FROM her years as one half of Yazoo to a 2.5 million-selling solo career, since the early 80s Alison Moyet has cut an idiosyncratic path through a music industry that’s never quite figured out how to pigeonhole her.
Glasgow Royal Concert Hall
Punk-rocker, synth-pop sensation, smoky jazz chanteuse or big-voiced soul belter? The Essex singer has been all of the above at some point, and has kept followers on their toes again by making a return to her electronic past on new album The Minutes, her first top-five since 1987.

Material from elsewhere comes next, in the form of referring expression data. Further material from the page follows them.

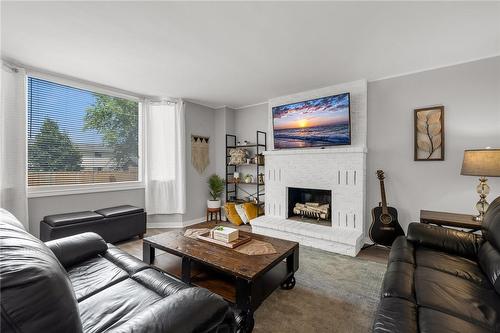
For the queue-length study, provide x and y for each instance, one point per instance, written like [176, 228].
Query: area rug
[333, 293]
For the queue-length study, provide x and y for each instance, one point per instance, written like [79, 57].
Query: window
[78, 137]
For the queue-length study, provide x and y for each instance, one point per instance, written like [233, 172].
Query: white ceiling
[239, 53]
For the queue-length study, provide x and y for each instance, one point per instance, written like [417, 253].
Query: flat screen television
[319, 122]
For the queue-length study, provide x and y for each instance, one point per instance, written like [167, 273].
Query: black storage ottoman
[68, 224]
[113, 224]
[123, 222]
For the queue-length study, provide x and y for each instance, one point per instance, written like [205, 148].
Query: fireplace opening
[310, 205]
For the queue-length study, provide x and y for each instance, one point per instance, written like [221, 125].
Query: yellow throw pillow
[232, 214]
[251, 210]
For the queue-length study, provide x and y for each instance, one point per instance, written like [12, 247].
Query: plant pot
[213, 204]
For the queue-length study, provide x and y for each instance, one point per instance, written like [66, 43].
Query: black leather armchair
[81, 284]
[442, 280]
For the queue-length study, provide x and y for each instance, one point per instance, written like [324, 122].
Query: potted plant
[216, 187]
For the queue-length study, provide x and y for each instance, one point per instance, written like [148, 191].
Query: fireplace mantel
[340, 169]
[307, 151]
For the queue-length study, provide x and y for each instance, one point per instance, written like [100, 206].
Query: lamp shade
[481, 162]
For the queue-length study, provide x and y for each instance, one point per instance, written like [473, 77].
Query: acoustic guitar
[385, 226]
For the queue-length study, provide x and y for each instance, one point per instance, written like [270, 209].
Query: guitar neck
[384, 200]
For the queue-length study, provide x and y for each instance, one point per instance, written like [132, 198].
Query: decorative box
[225, 234]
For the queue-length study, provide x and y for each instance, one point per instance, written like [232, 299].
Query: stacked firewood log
[312, 209]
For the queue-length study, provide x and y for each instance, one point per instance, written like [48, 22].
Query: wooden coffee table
[243, 280]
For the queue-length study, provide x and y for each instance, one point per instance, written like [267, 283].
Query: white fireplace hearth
[341, 170]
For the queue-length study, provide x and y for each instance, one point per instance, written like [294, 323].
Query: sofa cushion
[445, 239]
[451, 264]
[489, 260]
[71, 218]
[432, 321]
[160, 283]
[402, 250]
[93, 275]
[115, 305]
[35, 292]
[396, 315]
[398, 281]
[119, 211]
[457, 296]
[125, 261]
[491, 224]
[77, 248]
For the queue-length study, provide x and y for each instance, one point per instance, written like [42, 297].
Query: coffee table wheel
[247, 322]
[289, 283]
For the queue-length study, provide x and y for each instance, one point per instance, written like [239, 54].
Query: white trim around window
[57, 190]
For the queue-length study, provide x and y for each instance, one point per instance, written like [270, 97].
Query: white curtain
[13, 186]
[165, 160]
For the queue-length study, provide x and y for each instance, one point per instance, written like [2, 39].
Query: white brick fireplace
[341, 170]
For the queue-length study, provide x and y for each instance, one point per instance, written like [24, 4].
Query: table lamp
[483, 163]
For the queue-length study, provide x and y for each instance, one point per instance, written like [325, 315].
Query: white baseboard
[175, 224]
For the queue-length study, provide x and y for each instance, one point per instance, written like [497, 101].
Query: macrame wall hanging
[199, 152]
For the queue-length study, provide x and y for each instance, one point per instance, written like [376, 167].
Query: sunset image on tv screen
[318, 122]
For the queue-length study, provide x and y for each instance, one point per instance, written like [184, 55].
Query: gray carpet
[334, 293]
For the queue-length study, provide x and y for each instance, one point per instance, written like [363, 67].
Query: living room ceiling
[241, 53]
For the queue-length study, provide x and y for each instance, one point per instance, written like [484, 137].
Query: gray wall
[249, 120]
[200, 120]
[42, 206]
[471, 96]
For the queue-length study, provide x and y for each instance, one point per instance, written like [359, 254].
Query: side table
[450, 219]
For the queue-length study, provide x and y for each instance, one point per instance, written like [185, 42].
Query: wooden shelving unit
[235, 188]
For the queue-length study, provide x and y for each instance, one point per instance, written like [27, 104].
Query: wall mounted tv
[319, 122]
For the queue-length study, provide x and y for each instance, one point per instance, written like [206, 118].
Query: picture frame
[429, 134]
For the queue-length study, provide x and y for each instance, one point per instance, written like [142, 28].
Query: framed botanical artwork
[429, 134]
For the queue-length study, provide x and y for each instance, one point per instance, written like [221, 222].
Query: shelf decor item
[261, 178]
[216, 187]
[248, 178]
[429, 134]
[482, 163]
[238, 156]
[240, 187]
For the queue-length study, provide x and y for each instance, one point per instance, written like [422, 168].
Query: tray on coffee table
[242, 239]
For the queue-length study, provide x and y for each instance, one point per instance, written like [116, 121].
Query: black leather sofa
[441, 280]
[81, 284]
[114, 224]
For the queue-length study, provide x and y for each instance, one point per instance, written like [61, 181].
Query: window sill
[49, 191]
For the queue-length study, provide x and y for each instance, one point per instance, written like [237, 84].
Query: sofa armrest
[74, 249]
[448, 240]
[189, 310]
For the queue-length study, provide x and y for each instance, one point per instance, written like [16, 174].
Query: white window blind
[77, 136]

“This is the Moyet-doing-electro tour,” she told everyone after pounding opener Horizon Flame, silhouetted against a backdrop of glittering stars and flanked by two very serious looking blokes on synths. “No jazz standards,” she continued. “If my people didn’t tell your people, then sorry.”

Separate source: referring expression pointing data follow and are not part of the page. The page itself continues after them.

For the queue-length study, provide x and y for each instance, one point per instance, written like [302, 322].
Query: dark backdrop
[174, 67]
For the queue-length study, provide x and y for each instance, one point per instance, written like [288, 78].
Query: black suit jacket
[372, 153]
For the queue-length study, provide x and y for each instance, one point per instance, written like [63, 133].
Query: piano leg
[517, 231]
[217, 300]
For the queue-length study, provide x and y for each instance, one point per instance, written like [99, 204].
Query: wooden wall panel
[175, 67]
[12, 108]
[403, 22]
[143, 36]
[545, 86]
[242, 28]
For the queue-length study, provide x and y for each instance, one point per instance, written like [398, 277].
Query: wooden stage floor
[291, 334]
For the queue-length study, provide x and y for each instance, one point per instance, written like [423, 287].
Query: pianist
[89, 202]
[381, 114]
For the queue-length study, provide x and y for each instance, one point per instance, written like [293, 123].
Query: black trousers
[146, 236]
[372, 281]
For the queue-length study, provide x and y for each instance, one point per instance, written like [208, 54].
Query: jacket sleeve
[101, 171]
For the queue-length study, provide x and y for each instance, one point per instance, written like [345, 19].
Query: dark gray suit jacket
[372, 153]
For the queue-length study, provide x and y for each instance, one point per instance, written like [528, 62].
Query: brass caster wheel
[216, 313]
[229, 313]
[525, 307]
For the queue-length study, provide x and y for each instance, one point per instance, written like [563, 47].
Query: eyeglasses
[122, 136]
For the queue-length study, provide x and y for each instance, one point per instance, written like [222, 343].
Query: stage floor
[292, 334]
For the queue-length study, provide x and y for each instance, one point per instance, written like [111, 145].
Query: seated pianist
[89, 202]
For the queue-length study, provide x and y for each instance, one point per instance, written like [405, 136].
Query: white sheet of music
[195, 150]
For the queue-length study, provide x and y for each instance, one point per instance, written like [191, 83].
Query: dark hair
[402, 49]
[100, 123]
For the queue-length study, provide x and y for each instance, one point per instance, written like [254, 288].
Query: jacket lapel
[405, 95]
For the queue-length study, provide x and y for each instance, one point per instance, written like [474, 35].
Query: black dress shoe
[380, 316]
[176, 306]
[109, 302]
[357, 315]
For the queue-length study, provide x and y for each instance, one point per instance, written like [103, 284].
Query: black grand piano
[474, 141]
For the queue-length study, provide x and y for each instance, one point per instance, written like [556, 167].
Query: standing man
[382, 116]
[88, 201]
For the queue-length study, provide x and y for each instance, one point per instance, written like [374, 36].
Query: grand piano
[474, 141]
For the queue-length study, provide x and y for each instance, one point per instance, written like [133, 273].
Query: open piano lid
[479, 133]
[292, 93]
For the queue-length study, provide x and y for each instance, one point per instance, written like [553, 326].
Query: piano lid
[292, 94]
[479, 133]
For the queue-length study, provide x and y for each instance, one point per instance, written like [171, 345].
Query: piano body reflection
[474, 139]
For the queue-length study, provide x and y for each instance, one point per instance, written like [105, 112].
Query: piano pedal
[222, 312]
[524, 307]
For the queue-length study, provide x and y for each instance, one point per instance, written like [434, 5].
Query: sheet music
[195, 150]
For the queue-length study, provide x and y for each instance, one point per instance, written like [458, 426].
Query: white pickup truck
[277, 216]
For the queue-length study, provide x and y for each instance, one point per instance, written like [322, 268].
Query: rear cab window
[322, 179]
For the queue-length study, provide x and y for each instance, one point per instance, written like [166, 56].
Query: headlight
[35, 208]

Dressed all in black, she chatted amusingly about the strange dichotomy of singing songs about middle age – The Minutes’ centrepiece Filigree being a key track on that theme – next to others such as Nobody’s Diary that she penned when still just a teenager.

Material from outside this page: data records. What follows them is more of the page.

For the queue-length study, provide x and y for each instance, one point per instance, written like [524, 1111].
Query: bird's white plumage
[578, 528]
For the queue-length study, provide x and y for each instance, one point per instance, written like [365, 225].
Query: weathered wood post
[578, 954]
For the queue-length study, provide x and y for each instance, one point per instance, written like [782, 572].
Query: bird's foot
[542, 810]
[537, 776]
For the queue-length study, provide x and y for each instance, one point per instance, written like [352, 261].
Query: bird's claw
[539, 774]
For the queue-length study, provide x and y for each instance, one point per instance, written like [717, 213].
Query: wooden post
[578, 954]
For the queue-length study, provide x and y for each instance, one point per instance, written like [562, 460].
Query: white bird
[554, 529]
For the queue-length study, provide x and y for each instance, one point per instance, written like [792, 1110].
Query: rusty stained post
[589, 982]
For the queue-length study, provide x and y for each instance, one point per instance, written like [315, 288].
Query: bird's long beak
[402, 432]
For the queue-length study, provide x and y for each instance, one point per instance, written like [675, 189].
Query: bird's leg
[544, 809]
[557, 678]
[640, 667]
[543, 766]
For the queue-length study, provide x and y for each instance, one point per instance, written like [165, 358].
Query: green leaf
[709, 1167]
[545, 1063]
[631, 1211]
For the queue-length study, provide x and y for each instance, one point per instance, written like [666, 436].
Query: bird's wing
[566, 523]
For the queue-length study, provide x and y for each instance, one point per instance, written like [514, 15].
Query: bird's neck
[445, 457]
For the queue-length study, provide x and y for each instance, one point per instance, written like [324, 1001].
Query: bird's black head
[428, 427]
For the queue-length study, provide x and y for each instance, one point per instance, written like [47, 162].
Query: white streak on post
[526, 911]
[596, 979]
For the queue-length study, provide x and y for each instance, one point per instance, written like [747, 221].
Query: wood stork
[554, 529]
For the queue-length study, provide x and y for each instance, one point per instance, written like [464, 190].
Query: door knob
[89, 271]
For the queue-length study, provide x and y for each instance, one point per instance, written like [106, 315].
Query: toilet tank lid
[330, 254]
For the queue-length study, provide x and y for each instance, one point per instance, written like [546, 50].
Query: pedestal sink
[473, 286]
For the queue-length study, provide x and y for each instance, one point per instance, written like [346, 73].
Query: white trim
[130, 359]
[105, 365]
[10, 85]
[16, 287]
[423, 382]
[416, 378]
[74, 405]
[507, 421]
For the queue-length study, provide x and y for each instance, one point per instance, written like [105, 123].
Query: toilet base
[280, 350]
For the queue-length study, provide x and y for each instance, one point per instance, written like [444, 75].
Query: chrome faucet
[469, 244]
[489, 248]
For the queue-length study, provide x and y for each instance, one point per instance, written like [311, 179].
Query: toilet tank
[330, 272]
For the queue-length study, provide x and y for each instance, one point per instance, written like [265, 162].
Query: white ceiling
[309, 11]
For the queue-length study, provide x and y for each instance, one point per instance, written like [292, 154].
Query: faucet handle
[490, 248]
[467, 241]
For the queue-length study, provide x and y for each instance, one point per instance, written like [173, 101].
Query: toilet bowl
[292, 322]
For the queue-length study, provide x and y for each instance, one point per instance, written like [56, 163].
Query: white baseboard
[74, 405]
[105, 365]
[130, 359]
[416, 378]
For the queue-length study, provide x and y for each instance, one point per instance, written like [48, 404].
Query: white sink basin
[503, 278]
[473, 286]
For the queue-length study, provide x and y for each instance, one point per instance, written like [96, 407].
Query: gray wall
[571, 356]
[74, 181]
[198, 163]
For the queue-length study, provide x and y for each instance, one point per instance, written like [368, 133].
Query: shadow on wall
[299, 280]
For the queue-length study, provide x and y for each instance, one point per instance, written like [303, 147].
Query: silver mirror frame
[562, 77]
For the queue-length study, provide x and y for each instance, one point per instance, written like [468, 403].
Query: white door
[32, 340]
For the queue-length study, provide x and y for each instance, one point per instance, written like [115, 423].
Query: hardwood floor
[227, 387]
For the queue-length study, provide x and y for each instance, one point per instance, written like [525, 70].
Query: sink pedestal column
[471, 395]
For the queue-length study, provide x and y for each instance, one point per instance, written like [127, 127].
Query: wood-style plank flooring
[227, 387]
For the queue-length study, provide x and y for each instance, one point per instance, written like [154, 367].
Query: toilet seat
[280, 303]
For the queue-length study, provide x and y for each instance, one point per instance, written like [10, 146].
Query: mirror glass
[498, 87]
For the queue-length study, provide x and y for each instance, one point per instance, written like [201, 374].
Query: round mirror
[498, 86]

Only You transposed into a minor key was a slightly disappointing if understandable effort to mix things up a little (“I’m in danger of becoming an Alison Moyet tribute act”), while the dubstep-flavoured Changeling saw one of electronic music’s veteran voices nod to the genre’s here and now. It took combination of Love Resurrection and Situation to finally liberate the audience from their seats, before Don’t Go classily re-ignited the synth-pop sound of future past.